Democracy and Poverty in India

Guestlecture by Yogendra Yadav

Wednesday, March 17, 2010 - 14:00 to 15:30

Asia Research Centre invites to a guest lecture by

Yogendra Yadav, Centre for the Study of Developing Societies, Delhi

on

Democracy and Poverty in India

India presents us with a paradox of the co-existence of democracy and poverty, specifically the continued existence of electoral democracy with popular participation along with mass poverty. The paradox is not trivial: we have good reasons to be surprised about it. Making sense of this paradox takes us to the explanatory framework that may shed light on the mechanism that makes this paradoxical co-existence possible.

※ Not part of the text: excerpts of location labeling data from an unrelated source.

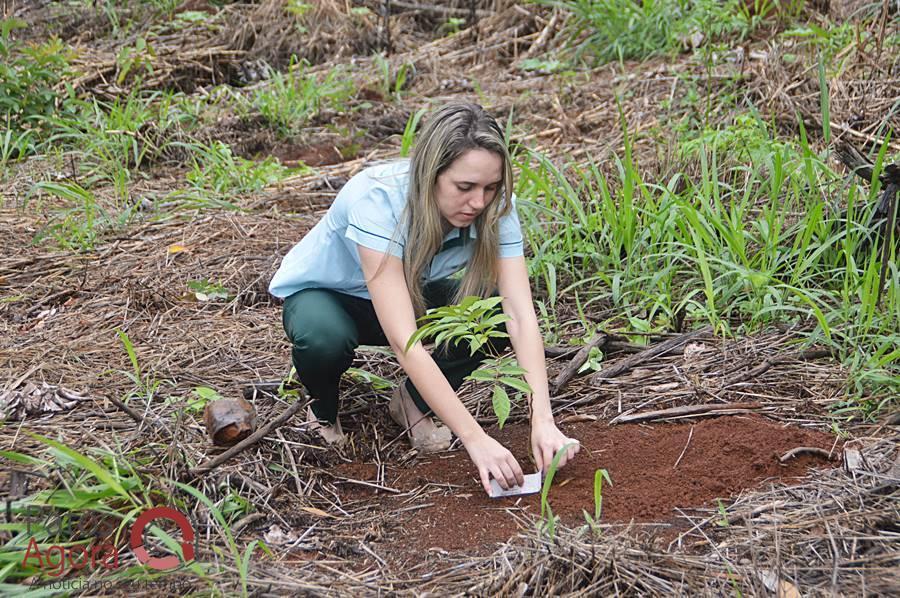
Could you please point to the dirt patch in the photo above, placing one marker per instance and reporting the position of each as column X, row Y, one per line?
column 319, row 154
column 725, row 455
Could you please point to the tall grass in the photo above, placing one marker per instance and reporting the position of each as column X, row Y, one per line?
column 742, row 246
column 288, row 101
column 601, row 31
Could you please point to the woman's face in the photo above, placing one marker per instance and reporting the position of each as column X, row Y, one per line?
column 468, row 185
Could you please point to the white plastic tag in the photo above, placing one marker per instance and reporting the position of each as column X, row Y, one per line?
column 532, row 484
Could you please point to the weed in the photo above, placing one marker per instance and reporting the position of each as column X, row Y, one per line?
column 93, row 491
column 409, row 131
column 392, row 84
column 606, row 30
column 217, row 174
column 14, row 145
column 77, row 225
column 241, row 560
column 27, row 80
column 548, row 520
column 133, row 60
column 594, row 520
column 204, row 290
column 743, row 245
column 145, row 384
column 377, row 382
column 287, row 102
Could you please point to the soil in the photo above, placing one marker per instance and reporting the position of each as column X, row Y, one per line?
column 725, row 456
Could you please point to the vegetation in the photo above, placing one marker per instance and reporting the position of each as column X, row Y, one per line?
column 717, row 201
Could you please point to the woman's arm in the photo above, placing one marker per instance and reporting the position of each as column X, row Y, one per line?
column 390, row 297
column 525, row 336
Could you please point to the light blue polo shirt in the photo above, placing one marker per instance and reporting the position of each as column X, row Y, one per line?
column 366, row 212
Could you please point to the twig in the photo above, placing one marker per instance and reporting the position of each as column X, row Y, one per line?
column 808, row 450
column 685, row 410
column 444, row 10
column 598, row 341
column 766, row 365
column 247, row 442
column 646, row 355
column 684, row 450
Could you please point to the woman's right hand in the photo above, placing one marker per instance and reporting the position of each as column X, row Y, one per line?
column 494, row 460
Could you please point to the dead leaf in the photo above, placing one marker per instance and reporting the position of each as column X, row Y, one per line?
column 578, row 417
column 317, row 512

The framework may also enable us to do a little more: understand the changes over time and differences across the various states in the relationship of democracy with poverty.

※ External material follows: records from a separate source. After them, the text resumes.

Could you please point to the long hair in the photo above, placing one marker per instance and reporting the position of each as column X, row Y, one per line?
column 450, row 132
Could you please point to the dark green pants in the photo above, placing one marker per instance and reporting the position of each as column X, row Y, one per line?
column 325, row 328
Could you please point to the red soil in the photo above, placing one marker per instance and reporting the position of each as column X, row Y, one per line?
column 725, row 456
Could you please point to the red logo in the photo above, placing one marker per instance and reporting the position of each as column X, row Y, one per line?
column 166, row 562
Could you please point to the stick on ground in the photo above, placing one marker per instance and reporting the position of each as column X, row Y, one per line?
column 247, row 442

 Yogendra Yadav is a Senior Fellow at the Centre for the Study of Developing Societies (CSDS), Delhi since 2004. Currently he is a Fellow at Institute of Advanced Study (Wissenschaftskolleg) at Berlin for the year 2009-2010.

Professor Yadav's areas of interests include democratic theory, election studies, survey research, political theory, modern Indian political thought and Indian socialism. He has co-authored State of Democracy in South Asia (OUP, 2008) and co-edited (with Sandeep Shastri and K C Suri) Electoral Politics in Indian States (OUP, 2009). He has also co-authored (with Alfred Stepan and Juan Linz) Democraccy in Multi-national Societies, due for publication in 2010 from John Hopkins University Press. He has been involved in designing and coordinating the National Election Studies, the most comprehensive series of academic surveys of the Indian electorate, from 1996 to 2009.

In 2008 Professor Yadav was awarded the Malcom Adishesiah Award for contribution to development studies. In 2009 the International Political Science Association honoured Professor Yogendra Yadav with the first Global South Solidarity Award "in recognition of outstanding work on the politics of the developing world".